The year before, we had tried another collaboration with artists. That collaboration was focused, like the work on ant nests, on understanding a common quarry—in that case, the external skeletons of ants. Under a microscope, the skeletons of ants are often ridged and punctured. The structures of ants are wildly different, but these variances have gone largely unstudied by ant biologists. During an undergraduate class, the students and I, along with Clint and a group of postdocs, came up with the hypothesis that perhaps these bumps related to the ways ants defend against pathogens. Maybe bumpy exoskeletons favored beneficial bacteria that, in turn, helped to fight off microbes. The divots on the exoskeletons were habitats, or could be anyway.
Adrian Smith and Meredith West
This became an area of artistic and scientific exploration, as the first step was documentation of the patterns. I hired Meredith West, an artist who works with textiles, to work with Clint and Adrian to document the exoskeletons of the ants. Meredith would come to use tools similar to those they were using, but she introduced metaphors and language that were new to them (the concept of motifs, for instance). The result was a new approach to depicting the morphology of the ants, an approach more useful to science than what scientists had been using. In addition, the prints Meredith made were new to art. To Meredith, each of the prints has artistic meaning. To Adrian and Clint, each print shows the pattern of a particular ant’s head. These are patterns that evolved under natural selection for specific functions, patterns Meredith helped make easier to see and hence explain. The collaboration, grounded in common tools, common quarry, and unique metaphors, like that with Gabrielle, worked for both the artist and the scientists.
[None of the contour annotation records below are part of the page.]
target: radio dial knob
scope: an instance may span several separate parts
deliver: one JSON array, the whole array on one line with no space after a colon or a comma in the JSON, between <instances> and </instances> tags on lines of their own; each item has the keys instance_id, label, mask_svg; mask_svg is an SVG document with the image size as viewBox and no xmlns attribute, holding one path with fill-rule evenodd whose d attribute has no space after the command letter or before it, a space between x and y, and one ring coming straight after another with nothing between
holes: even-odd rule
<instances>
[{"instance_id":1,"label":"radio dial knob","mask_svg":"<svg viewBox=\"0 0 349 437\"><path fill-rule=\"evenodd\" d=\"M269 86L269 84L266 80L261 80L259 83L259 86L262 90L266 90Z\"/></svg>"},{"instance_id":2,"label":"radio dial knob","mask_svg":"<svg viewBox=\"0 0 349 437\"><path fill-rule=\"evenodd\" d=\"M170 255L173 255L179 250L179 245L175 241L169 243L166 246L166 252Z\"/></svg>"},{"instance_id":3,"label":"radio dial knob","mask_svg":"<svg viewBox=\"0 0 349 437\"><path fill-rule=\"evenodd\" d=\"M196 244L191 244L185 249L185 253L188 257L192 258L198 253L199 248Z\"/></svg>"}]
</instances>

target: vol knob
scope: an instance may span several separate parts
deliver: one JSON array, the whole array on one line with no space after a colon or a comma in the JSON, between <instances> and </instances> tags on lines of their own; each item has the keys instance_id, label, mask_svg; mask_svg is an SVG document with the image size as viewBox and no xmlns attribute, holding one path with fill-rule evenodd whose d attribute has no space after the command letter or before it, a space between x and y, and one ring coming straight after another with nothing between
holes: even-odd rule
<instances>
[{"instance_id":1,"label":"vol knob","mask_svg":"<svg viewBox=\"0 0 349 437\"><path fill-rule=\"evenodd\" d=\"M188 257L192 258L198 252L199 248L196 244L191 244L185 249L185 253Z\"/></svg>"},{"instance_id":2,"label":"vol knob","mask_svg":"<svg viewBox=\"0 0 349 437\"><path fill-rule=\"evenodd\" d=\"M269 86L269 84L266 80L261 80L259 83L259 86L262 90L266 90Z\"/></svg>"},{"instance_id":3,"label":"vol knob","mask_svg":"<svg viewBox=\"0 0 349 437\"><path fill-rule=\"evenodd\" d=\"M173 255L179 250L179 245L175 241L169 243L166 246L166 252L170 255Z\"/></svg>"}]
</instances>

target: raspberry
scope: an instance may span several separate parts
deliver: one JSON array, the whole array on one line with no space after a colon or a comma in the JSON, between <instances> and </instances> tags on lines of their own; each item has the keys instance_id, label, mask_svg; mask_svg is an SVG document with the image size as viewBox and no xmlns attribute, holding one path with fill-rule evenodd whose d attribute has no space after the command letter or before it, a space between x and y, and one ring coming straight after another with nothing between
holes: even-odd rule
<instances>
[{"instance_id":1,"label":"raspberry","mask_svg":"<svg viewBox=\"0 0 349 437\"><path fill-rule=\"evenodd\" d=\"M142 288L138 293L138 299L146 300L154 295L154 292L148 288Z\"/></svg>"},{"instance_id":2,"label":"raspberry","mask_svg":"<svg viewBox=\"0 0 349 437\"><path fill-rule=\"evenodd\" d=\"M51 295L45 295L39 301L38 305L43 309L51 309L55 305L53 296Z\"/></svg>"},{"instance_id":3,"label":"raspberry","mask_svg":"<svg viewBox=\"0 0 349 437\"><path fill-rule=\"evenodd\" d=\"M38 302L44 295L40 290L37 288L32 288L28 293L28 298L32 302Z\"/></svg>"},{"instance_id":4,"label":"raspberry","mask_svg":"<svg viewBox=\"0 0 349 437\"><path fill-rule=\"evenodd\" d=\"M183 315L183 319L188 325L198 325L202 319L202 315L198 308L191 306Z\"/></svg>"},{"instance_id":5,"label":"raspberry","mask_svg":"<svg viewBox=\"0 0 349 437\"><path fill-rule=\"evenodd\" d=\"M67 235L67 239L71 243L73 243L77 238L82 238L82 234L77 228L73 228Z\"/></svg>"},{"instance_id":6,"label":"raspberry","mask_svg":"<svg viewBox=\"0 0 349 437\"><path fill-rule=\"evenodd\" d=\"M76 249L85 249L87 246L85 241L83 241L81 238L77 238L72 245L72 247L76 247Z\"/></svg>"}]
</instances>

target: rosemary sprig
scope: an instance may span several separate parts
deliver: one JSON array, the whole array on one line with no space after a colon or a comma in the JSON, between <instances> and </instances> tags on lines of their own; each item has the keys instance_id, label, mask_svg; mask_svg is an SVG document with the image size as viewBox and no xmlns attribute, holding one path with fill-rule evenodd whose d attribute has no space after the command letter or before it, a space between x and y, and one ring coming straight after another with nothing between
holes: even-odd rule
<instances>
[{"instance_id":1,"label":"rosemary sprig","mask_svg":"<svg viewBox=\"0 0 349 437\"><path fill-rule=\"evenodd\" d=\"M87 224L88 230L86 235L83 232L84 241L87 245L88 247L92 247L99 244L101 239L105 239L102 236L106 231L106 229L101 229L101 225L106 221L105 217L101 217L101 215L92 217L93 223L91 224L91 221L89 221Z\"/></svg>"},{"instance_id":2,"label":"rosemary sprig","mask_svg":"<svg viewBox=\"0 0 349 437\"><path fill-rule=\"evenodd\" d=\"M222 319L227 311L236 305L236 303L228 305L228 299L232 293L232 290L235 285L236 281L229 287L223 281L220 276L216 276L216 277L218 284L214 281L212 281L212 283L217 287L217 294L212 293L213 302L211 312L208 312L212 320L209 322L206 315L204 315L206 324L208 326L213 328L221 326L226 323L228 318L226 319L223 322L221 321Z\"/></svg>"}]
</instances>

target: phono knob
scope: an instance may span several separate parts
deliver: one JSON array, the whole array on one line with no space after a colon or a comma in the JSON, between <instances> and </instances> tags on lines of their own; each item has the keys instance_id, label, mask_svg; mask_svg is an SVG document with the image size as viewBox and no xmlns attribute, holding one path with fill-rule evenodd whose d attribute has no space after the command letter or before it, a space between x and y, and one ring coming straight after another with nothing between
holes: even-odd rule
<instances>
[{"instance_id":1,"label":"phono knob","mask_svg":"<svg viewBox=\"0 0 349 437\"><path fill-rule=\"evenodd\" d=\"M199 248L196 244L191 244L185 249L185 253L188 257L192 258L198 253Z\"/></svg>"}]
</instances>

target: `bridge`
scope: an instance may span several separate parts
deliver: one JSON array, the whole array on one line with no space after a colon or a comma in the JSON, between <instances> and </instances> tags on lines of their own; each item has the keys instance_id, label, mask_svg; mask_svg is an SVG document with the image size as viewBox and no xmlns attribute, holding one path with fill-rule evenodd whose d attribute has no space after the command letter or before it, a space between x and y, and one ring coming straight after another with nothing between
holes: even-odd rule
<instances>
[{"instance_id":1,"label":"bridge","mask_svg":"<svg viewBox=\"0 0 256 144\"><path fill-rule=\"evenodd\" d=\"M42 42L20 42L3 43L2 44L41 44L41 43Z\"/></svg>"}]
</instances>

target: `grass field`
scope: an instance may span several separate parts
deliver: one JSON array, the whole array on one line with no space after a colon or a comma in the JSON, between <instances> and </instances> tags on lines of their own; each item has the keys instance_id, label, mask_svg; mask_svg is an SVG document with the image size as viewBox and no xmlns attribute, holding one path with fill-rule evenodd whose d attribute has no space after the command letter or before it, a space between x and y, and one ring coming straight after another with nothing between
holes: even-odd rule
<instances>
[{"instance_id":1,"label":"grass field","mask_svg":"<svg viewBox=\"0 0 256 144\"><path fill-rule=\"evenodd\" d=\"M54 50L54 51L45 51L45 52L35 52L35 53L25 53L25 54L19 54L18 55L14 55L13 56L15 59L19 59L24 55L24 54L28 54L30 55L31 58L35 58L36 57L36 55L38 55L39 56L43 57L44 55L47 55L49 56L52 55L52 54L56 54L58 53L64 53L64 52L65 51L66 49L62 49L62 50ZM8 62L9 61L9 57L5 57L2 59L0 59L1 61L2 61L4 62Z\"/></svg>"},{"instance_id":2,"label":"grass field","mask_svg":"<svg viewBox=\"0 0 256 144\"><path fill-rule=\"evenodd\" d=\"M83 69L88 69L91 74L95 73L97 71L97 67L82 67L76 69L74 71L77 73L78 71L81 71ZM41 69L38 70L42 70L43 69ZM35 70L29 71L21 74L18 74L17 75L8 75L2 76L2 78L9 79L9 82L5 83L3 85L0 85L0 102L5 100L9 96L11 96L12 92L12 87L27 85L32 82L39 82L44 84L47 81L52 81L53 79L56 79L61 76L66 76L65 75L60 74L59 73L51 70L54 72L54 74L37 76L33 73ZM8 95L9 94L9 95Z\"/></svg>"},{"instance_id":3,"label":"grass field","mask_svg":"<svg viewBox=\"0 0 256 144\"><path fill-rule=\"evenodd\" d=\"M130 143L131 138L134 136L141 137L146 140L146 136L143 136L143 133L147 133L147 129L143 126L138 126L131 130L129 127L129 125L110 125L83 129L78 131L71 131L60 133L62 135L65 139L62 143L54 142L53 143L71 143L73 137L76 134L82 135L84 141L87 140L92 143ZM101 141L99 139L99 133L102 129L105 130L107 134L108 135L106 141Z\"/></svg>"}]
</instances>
So far these examples are cases in which the shared quarry is something physical, such as the life in houses, arteries, the growth of bacteria, the nests of ants, or the skeletons of ants. But we also hope to extend just what the quarry can be. The common quarry can also, of course, be a concept, such as a theory about the way life evolves. A collaboration grounded in a common concept as quarry, rather than a common object, would be most exciting if the scientists were the ones to do the extra work of thinking about how they would display their understanding of the evolving, living world. We will host many more artists in our labs, while keeping in mind the benefits of shared tools, shared tasks, novel metaphors, and shared quarries.
This article is adapted from one that was published in the February 2018 issue of SciArt Magazine,www.sciartmagazine.com.